Wealth, Income and Value
After lunch, David Fishman (independent researcher and consultant) discussed wealth, income and value. David offers an unequivocal value measure, explores the links between wealth, income and value, as well as their implications for a UBI.
David opens his talk by defining these three concepts – a surprisingly challenging task. Wealth is the value of financial assets, plus real assets, minus their debts. Personal wealth, or net worth, is the value of the assets owned by individuals net of their debts. David notes, however, that the definition of wealth incorporates “value” that (in this context) refers to the market price or marketable value – something that may appear circular, but just stands for monetary amount. Breaking wealth down further, David explains how non-financial wealth (or ‘real’ assets’), such as buildings and land, can be seen as wealth from the past. Whereas financial wealth, such as equities and bonds, can be seen as wealth from the future.

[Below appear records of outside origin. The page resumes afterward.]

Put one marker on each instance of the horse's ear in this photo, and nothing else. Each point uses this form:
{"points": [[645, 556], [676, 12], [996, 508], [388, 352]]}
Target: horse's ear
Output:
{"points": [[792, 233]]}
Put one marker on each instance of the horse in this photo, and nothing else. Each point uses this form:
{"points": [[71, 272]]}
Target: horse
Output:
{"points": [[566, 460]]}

Turning his attention to value, David describes its three foundations: value; value-exchange; and, use-value. Similarly to wealth, the foundations of value can also be seen through the chronoscopic perspective of past, present, and future. He then explores the two triads of value and time, the valuing of assets, capital, and measures of valuation – illustrating the complexity involved when attempting to define intangible economic concepts – before turning his attention to how these concepts relate to UBI.

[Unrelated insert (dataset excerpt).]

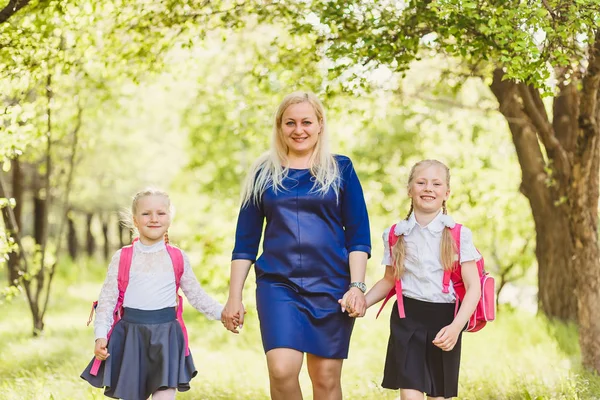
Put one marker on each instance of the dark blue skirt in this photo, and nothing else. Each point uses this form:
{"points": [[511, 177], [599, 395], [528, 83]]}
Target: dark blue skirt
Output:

David presents a hypothetical basic income scheme in the UK that consists of an annual payment of £10k for everyone aged 20+ (with half this amount for children and teens). The annual cost of these hypothetical scheme is approximately £600 billion. The net cost, however, is approximately half of this. This £300 billion can be converted to a capital value of £3 trillion, equating to approximately £44k per capita. David acknowledges that, whilst this is a considerable amount of money, it needs to be put into perspective – total personal wealth in the UK is £16 trillion, so the UBI capital value of £3 trillion is less than 20% of this. Nevertheless, we need to ensure we funded a UBI in a way that does not burden future generations. In this regard, David argues that we could focus on the £8 trillion of wealth in the UK that is property and land (i.e., past wealth). He also points out how charities, trusts, and other not-for-profits are (largely) free of any fiscal burden due to tax breaks and subsidies, meaning that they have accumulated large quantities of wealth. He notes how the main site of Downing College itself (the location of our conference) pays £32k in business rates – the same amount as a small, basic restaurant in Cambridge – and its commercial enterprises pay no corporate tax due to offsets. In total, Downing College alone has approximately £230 million in declared net assets.
To close, David summarises how value under capitalism is social and the value of commodities is expressed in money – value, whether abstract or concrete, cannot appear directly, but can only arise through the exchange of money.